A fourth source of structural knowledge crosscuts all three: interventional evidence. When a prediction market resolves, or a policy decision takes effect, the downstream causal consequences become observable. These are natural experiments that reveal causal direction in a way that passive observation cannot. Resolved outcomes are the system’s strongest signal for validating and refining structure, regardless of how that structure was initially proposed.
The three approaches are not mutually exclusive. A single system can use LLM-based expert specification for priors on well-understood causal relationships, structure learning to discover edges the specification missed, and learned embeddings for residual dynamics that neither approach captures. The design principle is to use the strongest applicable prior for each piece of structure, and compose freely across approaches for the rest.

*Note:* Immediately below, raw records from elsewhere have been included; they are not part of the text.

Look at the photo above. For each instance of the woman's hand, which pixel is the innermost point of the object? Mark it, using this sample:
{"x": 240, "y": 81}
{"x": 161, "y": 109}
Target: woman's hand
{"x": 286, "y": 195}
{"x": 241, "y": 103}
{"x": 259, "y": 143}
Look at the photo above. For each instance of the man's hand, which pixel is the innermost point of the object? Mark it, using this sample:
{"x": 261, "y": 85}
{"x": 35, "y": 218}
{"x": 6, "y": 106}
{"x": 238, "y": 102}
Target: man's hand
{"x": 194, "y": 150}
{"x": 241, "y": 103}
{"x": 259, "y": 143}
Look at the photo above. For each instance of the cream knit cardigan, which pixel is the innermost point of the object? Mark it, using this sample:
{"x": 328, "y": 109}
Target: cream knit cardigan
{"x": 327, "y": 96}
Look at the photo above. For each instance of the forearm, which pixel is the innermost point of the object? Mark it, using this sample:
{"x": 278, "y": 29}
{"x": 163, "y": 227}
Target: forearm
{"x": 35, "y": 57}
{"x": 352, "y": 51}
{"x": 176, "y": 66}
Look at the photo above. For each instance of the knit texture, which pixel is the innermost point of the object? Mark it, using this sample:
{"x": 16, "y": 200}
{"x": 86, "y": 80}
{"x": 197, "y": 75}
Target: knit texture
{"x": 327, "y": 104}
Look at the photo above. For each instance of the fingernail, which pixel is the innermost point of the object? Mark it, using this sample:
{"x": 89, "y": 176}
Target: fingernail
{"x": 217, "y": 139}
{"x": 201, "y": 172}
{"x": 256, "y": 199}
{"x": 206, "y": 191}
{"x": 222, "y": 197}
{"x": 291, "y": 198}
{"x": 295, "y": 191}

Interpretability at the decision layer is not a preference. Pearl’s do-operator requires named variables with defined parents. You cannot meaningfully reason from interventions based on unnamed and uninterpretable embeddings. Below the decision layer, unnamed representations can feed structure upward through any of the approaches above.
§ III
Direction
Physical world models and information world models are closer than the domain gap suggests. Both are latent state estimation problems with noisy observations and partially known dynamics. Information markets usually have lower signal-to-noise than physical sensors, but richer observation semantics: different contract types (binary events, threshold barriers, terminal distributions) carry mathematically distinct evidence about the same latent state. Physical events become market events when they change beliefs and reprice risk. PolyBridge tracks those downstream consequences in the belief state.
Current systems answer questions. The next step is an agent layer that acts on information world model forecasts. The same progression from world model to agent that physical-world robotics requires. When a model knows the causal structure of the world, an agent can reason about interventions, not just predictions.